Rupture
Agathe,
Après toutes ces échauffourées, ces mots (pensés ?) jetés entre nous deux, je prends le taureau par les cornes en t’envoyant cette lettre. J'espère que tu pourras comprendre. Je ne veux pas te parler face à face, peur d'être stoppé par tes remarques et ton étonnement avant même de commencer.
Tu vas être déçue, étonnée, en colère. Tu ne vas pas comprendre, tu vas me détester.
Mon cœur est lourd de ton amertume future.
Je pense que nous avons eu tort de nous mettre ensemble peu de temps après notre rencontre. Cela a tout changé. Au début, tu t’es montrée amoureuse, débordante, prête à tout pour nous deux, créant à chaque rencontre des espaces nouveaux, tu m’as secoué, éjecté de ma zone de confort d’éternel jeune homme sans attaches, poussé dans mes retranchements et j’avoue que ça ne m’a pas déplu.
Au début, ce fut l’extase, à en perdre jugeote et sagesse. On a été fous, exaltés, perchés au-dessus de nos nuages d’amour. Ça a été enchanteur et surnaturel. On a voulu que ça dure, que ça dure et on a cherché un appartement pour ne plus être séparés.

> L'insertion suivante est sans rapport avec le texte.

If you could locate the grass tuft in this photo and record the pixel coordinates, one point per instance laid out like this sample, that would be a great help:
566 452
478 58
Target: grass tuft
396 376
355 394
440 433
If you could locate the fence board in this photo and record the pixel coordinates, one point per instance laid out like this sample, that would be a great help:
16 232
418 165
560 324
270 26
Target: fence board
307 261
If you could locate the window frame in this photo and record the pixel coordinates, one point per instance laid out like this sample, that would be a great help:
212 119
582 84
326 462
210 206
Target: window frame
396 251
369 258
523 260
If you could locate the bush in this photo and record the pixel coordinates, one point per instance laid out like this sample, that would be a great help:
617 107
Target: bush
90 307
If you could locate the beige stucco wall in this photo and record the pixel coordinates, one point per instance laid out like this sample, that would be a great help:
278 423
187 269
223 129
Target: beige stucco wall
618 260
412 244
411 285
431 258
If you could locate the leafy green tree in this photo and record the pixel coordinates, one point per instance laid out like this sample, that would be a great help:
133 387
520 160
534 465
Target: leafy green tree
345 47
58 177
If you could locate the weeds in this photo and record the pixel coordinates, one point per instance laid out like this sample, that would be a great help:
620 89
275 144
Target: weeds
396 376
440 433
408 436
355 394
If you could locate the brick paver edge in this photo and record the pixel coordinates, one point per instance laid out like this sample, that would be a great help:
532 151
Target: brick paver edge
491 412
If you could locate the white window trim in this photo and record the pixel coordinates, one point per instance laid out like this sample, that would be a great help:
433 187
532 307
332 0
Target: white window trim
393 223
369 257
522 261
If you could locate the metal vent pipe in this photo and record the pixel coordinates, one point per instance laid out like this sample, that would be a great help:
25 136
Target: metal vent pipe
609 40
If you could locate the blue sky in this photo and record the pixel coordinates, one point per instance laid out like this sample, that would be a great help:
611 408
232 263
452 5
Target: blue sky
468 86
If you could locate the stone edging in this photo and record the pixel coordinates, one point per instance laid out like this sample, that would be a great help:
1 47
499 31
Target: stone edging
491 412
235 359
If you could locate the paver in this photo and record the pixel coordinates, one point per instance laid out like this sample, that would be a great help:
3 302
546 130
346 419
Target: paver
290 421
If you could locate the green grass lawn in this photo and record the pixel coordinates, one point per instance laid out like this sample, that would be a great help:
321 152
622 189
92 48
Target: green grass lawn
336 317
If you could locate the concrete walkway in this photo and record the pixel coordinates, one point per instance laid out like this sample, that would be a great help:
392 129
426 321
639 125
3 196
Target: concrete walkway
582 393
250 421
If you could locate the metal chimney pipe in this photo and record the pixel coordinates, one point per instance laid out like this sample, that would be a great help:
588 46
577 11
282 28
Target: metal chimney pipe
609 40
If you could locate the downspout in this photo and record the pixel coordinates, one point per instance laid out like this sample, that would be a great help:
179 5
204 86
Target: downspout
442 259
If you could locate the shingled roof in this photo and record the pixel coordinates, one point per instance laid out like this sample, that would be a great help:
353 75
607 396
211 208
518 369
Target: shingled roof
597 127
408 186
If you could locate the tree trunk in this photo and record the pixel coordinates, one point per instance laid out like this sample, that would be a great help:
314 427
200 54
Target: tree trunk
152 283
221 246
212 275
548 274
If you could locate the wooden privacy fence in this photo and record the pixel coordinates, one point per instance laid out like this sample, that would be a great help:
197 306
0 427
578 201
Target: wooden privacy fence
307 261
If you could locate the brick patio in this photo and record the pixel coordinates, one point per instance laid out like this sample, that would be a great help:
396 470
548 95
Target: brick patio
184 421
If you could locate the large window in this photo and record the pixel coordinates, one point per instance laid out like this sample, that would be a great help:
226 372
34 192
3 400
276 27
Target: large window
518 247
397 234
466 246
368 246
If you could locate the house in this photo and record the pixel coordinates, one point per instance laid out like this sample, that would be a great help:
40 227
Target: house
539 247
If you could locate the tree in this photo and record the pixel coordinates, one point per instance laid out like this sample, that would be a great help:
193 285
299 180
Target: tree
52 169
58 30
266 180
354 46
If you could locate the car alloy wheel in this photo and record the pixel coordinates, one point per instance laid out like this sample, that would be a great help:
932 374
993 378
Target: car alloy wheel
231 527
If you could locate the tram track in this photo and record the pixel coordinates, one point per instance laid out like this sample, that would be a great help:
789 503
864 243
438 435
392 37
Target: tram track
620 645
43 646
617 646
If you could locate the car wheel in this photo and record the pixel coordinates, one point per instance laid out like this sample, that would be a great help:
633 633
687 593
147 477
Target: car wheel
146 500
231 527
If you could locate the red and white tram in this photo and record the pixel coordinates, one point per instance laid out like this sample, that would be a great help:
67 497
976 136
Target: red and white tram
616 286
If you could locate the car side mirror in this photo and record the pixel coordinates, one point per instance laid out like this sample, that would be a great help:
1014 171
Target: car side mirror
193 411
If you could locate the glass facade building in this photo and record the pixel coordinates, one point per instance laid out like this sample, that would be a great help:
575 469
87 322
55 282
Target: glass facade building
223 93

Seulement, dès qu’on s’est calés ensemble dans notre refuge d’amour, la vapeur s’est renversée ! Nos cœurs tout à coup se sont calmés. Etrange phénomène. Tu es devenue plus douce et plus ennuyeuse… Tu as perdu tes accès de fougue, d’ardeur …. Et au fur et à mesure de ces jours à deux, tout est devenu pesant.
J'étouffe.
Les flammes ne sont plus que des cendres.
On a été trop pressés, on y a cru, former un couple nous a semblé couler de source. Les moments de grâce des débuts, le cœur battant, l’âme exaltée, dans les parcs et dans les cafés, nos balades sans but dans les rues nous ont semblé éternels.
Alors, rassembler nos âmes dans le même foyer n’a soulevé aucun doute pour nous deux.
Ce que je peux te révéler et t’avouer, c'est que durant ton absence de quelques jours, le soulagement et le bonheur retrouvé comme des fenêtres ouvertes sur ma légèreté d’avant ont conforté les murmures de mon cœur. D’abord un fort étonnement accompagné de doute (ma tête ne tourne plus rond ?) et tout à coup, une grande clarté sans appel.
Je ne peux pas passer à côté de ce que j’éprouve.
Je ne veux plus m’ennuyer à tes côtés.
Je ne peux que m’envoler.
Mes fenêtres sont ouvertes de nouveau.